Gosling / Winding Refn, le retour de la revanche. Il fallait, surtout pour le réalisateur danois, sacrément bien rebondir après le succès critique et public de Drive qui, désormais, l’a propulsé super haut dans la catégorie des metteurs en scène super hype avec ce que cela comporte de super revers et de super désagréments. Ils étaient nombreux à l’attendre au tournant, son nouveau joujou branché coloré, prêts à ne pas le rater, à l’encenser encore plus ou à le désavouer finalement (ça n’a pas loupé), comme une histoire d’amour qui se terminerait mal. Et la décision, quasi suicidaire, de présenter Only God forgives à Cannes, jamais tendre avec les réalisateurs qui se la pètent, jouent au petit malin ou se vautrent sur le tapis rouge, venait faire trembler les cœurs de midinette des fans les plus hardcore.
On dirait presque (carrément ?) du manga filmé en chair et en os et en sang, par hectolitres. Plus proche du côté expérimental et contemplatif de Valhalla rising que du down tempo à la cool de Drive (auquel on a très rapidement, trop rapidement, voulu le comparer), Only God forgives balance par dessus bord son scénario tout rabougri pour n’offrir qu’un amas de sensations fait de cris et de peu de mots, de ralentis sublimes, de karaokés ringards et d’envolées lynchiennes (couloirs rouges et sans fin à la Twin Peaks, mère blonde et furieuse à la Sailor et Lula, songe fabuleux à la Mulholland Drive, mélodies à la Badalamenti…). C’est un cauchemar où tout semble ne pas avancer, se répéter à l’envi, s’enliser à dessein : l’histoire, le rythme de chaque scène, les personnages qui restent, le plus souvent, immobiles, ou prenant la pose, simplement beaux, figés dans l’attente de quoi ?
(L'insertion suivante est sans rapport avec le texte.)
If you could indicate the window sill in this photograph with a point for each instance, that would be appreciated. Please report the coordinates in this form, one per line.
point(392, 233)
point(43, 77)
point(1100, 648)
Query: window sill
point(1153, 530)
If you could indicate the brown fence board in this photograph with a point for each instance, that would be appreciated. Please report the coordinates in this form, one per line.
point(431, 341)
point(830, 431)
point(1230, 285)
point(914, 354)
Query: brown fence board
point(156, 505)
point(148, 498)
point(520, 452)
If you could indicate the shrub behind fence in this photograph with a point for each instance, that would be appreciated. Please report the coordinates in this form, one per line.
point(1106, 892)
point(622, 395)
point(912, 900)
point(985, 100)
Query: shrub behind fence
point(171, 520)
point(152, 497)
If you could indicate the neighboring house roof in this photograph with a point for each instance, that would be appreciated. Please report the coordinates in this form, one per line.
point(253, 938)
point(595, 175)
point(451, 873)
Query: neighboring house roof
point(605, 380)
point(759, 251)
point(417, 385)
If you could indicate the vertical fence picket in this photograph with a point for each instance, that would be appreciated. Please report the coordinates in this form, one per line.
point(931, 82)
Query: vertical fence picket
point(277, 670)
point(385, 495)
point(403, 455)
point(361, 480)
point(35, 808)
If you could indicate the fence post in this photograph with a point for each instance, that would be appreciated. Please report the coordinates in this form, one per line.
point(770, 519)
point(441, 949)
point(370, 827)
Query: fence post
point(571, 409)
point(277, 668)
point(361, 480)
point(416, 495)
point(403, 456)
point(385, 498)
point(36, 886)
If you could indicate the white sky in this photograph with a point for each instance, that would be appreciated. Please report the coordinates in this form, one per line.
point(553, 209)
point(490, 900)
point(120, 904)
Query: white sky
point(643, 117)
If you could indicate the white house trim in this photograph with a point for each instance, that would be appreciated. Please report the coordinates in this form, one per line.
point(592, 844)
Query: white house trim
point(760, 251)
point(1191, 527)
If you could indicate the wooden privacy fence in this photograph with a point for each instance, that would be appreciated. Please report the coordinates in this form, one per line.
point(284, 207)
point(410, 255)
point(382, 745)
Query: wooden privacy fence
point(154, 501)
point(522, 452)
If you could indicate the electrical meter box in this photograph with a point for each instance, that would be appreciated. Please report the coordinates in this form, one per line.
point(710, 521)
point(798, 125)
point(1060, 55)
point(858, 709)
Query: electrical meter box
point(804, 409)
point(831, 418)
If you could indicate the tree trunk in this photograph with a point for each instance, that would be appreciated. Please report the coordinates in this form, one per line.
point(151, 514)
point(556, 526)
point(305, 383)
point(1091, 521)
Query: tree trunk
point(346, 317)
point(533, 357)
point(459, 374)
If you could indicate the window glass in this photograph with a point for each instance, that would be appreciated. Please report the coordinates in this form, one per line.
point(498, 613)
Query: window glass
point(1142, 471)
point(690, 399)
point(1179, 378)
Il en résulte un sentiment de pur coma cinématographique parfois grisant, parfois éreintant, un trou noir, de l’antimatière. Winding Refn contracte (et davantage que dans Valhalla rising, déjà costaud à ce niveau-là) sa forme et son intrigue. Only God forgives est un objet conceptuel qui aurait largué toutes envies de normalité et toutes envies de faire plaisir (résultat : le film se fait descendre de partout), une chose bizarre qui paraît linéaire, mais déstructurée, labyrinthique. Un dédale fait de couloirs ornés chamarrés et de visions gore affolantes, au milieu duquel se niche la clé d’un rêve brutal (You’re my dream) où on arpenterait quelques voies impénétrables (celles des mythes, celles de la vengeance, celles de Dieu ou celles du diable), réglerait ses comptes et solderait ses vieux démons œdipiens. Fuir le giron d’une maman infernale, folle incestueuse, et retourner, retrouver la douceur chaude et amniotique du ventre maternel, littéralement.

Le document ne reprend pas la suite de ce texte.